To change his body clock to standard time:

In the week leading up to clocks returning to standard time, extend your child’s bedtime a little later each night so when the time changes, you won’t have a grumpy child on your hands begging for bed.

Even if you’re able to change your child’s bed time routine, he may continue to wake at his regular hour – now an hour earlier! There’s little you can do to control this but often kids who continue to wake early, get so tired after a week or two of the extra early daily start that they start to sleep longer.

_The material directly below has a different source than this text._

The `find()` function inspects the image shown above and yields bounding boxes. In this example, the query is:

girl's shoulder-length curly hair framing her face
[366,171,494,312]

Just don’t put them to bed ‘early’ because they’re so tired from waking early!

Daylight saving tips
To keep little ones up long enough at night and asleep late enough in the morning, make sure they get natural light exposure in the evenings and keep their bedrooms dark at night. All daytime routines (meals, bath time) help keep them on schedule, so don’t be tempted to serve dinner earlier just because it’s dark outside. Keeping evening activities consistent can help you avoid time-change troubles.

If your child keeps waking too early, make sure he understands that you don’t consider this an acceptable time to start the day. Encourage him to doze but if he really wants to be awake, encourage him to stay in bed doing a quiet activity. Some parents put a clock beside their school-aged child’s bed and explain what time it has to be before they can get up for the day!

Children with good sleep routines – have a quiet time routine before bed, stay in their bed through the night and don’t need help to get to sleep – cope well with the changes in time as they know what to expect at the end of the day regardless of the time.

It usually takes a week after the clocks have changed for everyone, no matter what age, to be in a new sleeping pattern so try to have patience if you have a tired and grumpy child on your hands in the days after the time change.

When does daylight saving start and finish?

The end of daylight saving time is Sunday, November 6, and will begin again next year on Sunday, March 12, 2017.